There a number of styles. Sewn food box, zipped foot box, full zip etc. Also different ideas about the paneling and down distribution and pad attachments (helps with drafts). Instead of a hood you can wear a beanie or a down "helmet" in cold weather. Some even wear down booties and gloves.
I will probably get a quilt when I upgrade my current bag for something lighter... a value Kelty lightyear 20 650 fill down bag (~3.5lb)...and expect it to weigh about half that bag for a 20 degree quilt slightly depending on the fillpower and sizing I choose.
@OldGuyotI have both the Kelty Cosmic 20 (2 3/4 lb) and Cosmic 40 (1 3/4 lb). I like both of them, no issues other than weight. I've stayed warm in the 20 when it got to around 5 by wearing a heavy baselayer, thick socks, beanie, and my el-cheapo down jacket.

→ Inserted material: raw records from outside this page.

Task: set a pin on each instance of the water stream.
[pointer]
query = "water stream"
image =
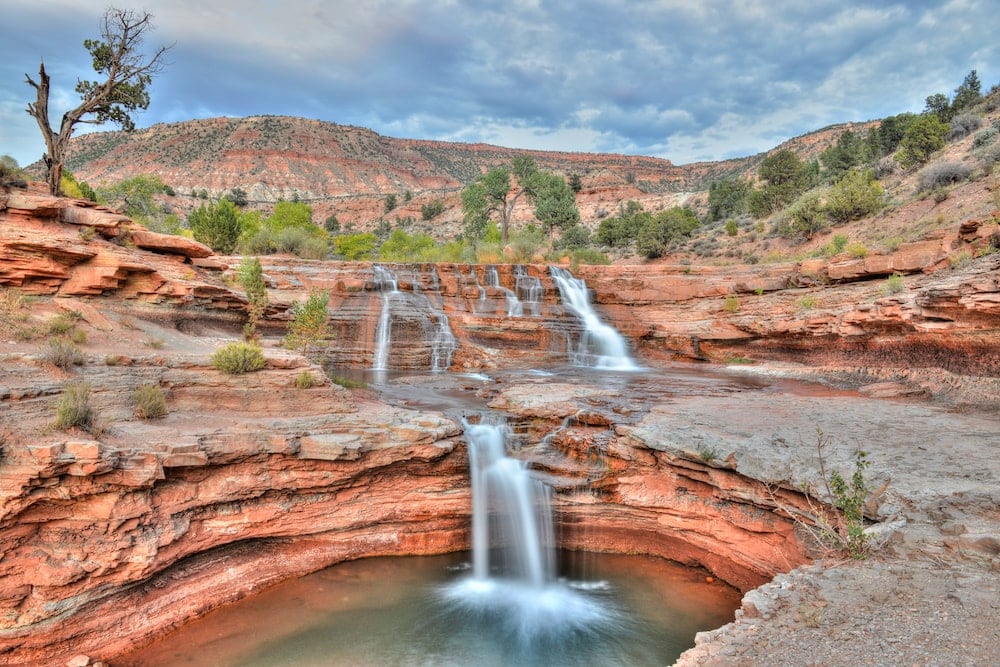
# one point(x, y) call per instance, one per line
point(515, 599)
point(600, 345)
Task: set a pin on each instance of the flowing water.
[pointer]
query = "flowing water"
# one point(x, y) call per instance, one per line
point(391, 611)
point(600, 346)
point(515, 599)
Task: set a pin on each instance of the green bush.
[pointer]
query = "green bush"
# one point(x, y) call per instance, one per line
point(985, 137)
point(941, 174)
point(963, 125)
point(310, 323)
point(149, 402)
point(855, 196)
point(923, 136)
point(63, 353)
point(893, 284)
point(305, 380)
point(356, 247)
point(803, 219)
point(217, 226)
point(239, 357)
point(74, 408)
point(251, 277)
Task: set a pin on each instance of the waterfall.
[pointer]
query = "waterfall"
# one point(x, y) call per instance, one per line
point(600, 346)
point(513, 589)
point(528, 288)
point(514, 308)
point(388, 286)
point(521, 519)
point(443, 346)
point(412, 309)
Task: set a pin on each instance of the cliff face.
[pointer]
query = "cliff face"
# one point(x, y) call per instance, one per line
point(250, 479)
point(349, 171)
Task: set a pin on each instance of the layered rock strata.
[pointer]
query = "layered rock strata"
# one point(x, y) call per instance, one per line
point(249, 479)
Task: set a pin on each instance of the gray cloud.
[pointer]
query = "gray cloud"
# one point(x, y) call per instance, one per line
point(685, 81)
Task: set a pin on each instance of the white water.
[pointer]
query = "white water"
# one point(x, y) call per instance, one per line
point(514, 307)
point(387, 284)
point(442, 339)
point(443, 346)
point(528, 289)
point(513, 551)
point(600, 346)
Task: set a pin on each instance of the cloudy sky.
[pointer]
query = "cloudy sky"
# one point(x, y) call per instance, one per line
point(678, 79)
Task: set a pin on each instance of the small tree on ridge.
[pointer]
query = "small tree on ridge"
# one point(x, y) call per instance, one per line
point(127, 75)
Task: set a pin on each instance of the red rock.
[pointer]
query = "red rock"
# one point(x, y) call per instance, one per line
point(169, 243)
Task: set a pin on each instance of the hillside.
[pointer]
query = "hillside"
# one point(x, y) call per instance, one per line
point(349, 171)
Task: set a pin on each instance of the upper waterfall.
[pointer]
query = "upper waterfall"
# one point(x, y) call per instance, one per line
point(600, 346)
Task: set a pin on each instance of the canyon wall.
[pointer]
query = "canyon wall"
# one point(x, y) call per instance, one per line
point(250, 479)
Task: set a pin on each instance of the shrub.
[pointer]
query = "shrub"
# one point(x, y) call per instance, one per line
point(807, 302)
point(236, 358)
point(218, 226)
point(310, 323)
point(74, 408)
point(251, 277)
point(431, 210)
point(989, 156)
point(855, 196)
point(923, 136)
point(588, 256)
point(61, 325)
point(960, 259)
point(63, 353)
point(894, 284)
point(525, 243)
point(803, 219)
point(963, 125)
point(574, 237)
point(149, 402)
point(836, 245)
point(941, 174)
point(347, 383)
point(884, 166)
point(850, 498)
point(857, 250)
point(305, 380)
point(13, 310)
point(356, 247)
point(985, 137)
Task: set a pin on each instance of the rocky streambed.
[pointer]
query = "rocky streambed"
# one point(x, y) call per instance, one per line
point(252, 479)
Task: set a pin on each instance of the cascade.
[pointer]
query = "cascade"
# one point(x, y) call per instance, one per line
point(514, 308)
point(416, 308)
point(388, 286)
point(528, 289)
point(513, 580)
point(444, 344)
point(600, 346)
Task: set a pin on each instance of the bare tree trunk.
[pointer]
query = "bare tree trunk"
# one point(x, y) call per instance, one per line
point(39, 110)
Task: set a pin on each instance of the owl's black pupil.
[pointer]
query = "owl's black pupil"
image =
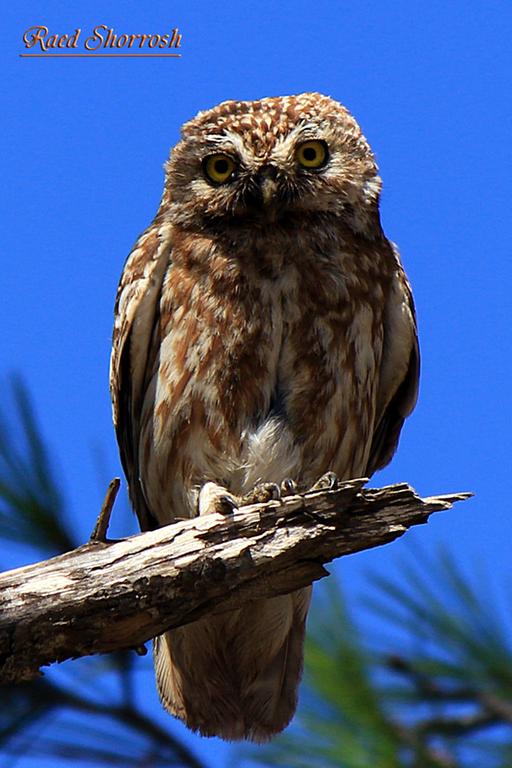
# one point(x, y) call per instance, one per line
point(221, 167)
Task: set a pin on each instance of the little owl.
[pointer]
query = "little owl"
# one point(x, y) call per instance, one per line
point(264, 336)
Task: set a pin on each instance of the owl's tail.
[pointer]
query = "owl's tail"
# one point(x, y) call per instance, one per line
point(235, 675)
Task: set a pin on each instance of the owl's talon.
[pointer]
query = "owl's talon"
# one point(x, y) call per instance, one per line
point(261, 493)
point(288, 487)
point(215, 498)
point(328, 482)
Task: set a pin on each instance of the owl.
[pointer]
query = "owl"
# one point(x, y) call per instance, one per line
point(264, 335)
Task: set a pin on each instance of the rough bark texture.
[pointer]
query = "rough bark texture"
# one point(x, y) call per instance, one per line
point(111, 595)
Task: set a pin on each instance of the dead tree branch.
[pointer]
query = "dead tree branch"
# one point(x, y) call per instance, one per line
point(105, 596)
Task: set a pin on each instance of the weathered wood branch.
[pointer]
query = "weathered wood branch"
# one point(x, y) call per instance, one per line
point(111, 595)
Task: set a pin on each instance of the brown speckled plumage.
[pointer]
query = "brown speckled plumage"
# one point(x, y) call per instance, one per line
point(257, 339)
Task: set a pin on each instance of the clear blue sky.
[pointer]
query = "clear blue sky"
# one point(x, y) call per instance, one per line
point(83, 146)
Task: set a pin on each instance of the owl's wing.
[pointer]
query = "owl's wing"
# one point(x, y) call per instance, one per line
point(136, 317)
point(399, 375)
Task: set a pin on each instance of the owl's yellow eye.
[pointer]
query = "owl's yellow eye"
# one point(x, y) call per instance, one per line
point(312, 154)
point(218, 168)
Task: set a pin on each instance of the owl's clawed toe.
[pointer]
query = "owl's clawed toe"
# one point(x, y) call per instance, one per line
point(216, 498)
point(261, 493)
point(289, 487)
point(328, 482)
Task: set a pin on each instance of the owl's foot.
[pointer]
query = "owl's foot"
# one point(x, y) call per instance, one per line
point(289, 487)
point(216, 498)
point(261, 493)
point(328, 482)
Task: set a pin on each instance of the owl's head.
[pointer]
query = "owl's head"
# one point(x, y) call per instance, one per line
point(257, 162)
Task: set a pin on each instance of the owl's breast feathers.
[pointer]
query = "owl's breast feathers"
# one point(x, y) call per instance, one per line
point(252, 360)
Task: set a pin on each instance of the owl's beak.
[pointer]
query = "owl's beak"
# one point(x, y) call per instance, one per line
point(267, 181)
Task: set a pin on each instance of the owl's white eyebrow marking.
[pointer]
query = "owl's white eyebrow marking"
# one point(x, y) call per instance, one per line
point(228, 140)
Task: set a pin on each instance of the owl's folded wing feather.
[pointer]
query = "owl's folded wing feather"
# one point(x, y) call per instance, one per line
point(399, 376)
point(136, 314)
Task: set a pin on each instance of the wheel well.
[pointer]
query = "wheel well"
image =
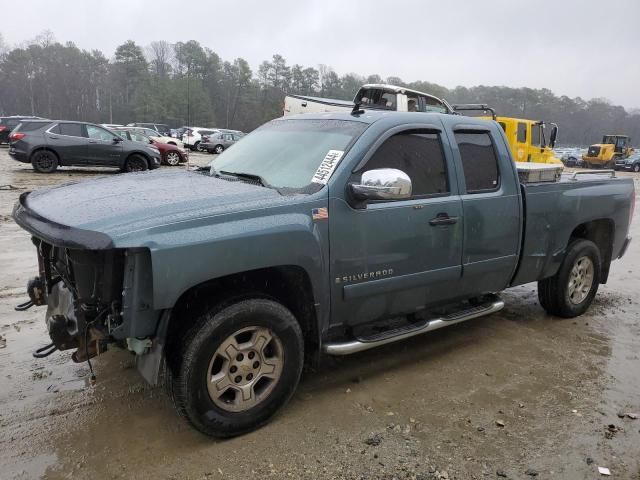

I'm wondering if my constant flip-flopping would be an issue with a quilt, I seldom sleep over an hour at a time, and need to change positions to alleviate pain. That's where the thought of the zipperless/hoodless bag came in.
I don't mind spending some bucks if it's worthwhile. I've been looking for something along these lines:
At 26.2oz, 28.5oz, and 27oz for the long version, these look pretty good to me. Somewhere I've seen a hoodless/zipperless bag that you basically just slide into, although it escapes me now.
I'd be saving around a pound, so that's pretty significant. Decisions, decisions, LOL
The Flicker is on my short list too...Since it had a full zip it lowers the risk of suffering from drafts on a colder night and reviews indicate high quality. A possible problem with that it you are sleeping on a zipper and the zipper might abrade a sleeping pad. My friend punctured my X-lite I lent them with some attachment on the Katabatic quilt...we are not sure how...they were able to field patch it but...
Where I am torn is to whether go lighter and get a cooler bag for summer use. Generally I go to the Sierra where it often freezes at night in the Summer and the LightYear 20 works for that...so I think I want a 20. On the other hand the 20 is a bit warm in the summer most other place... a quilt mitigates that but it would be nice not to carry the extra weight.
As far a moving around I have basically the same experience. Part is side sleeping and a pillow helps with that. I have found just always wearing a merino base layer also regulates the temperature better than not wearing anything much...I can open the bag or close it and still remain comfortable...I would do the same with a quilt. However I would probably get one with a good but optional pad attachment system to keep the quilt in place on the pad...Katabatic is suppose to be one of those..there are other designs like the UGO Bandit can come with what the call dynamic tension control ...basically shock cord tensioners in the quilts spit that stiffen the edges of the quilt and help it remain in place. In theory this kind of thing lets you turn on the pad and the quilt doesn't move. This is unlike a mummy bag which half want to turn with you and half doesn't requiring a reset at some point in the night.
Too much to choose from really...why I haven't.
I find myself feeling too confined by no-zip bags, sadly. Sadly, because I appreciate how much lighter no-zip bags/liners can be. I have thought about cutting a no zip bag down to about 2 feet, then using it like a wrap.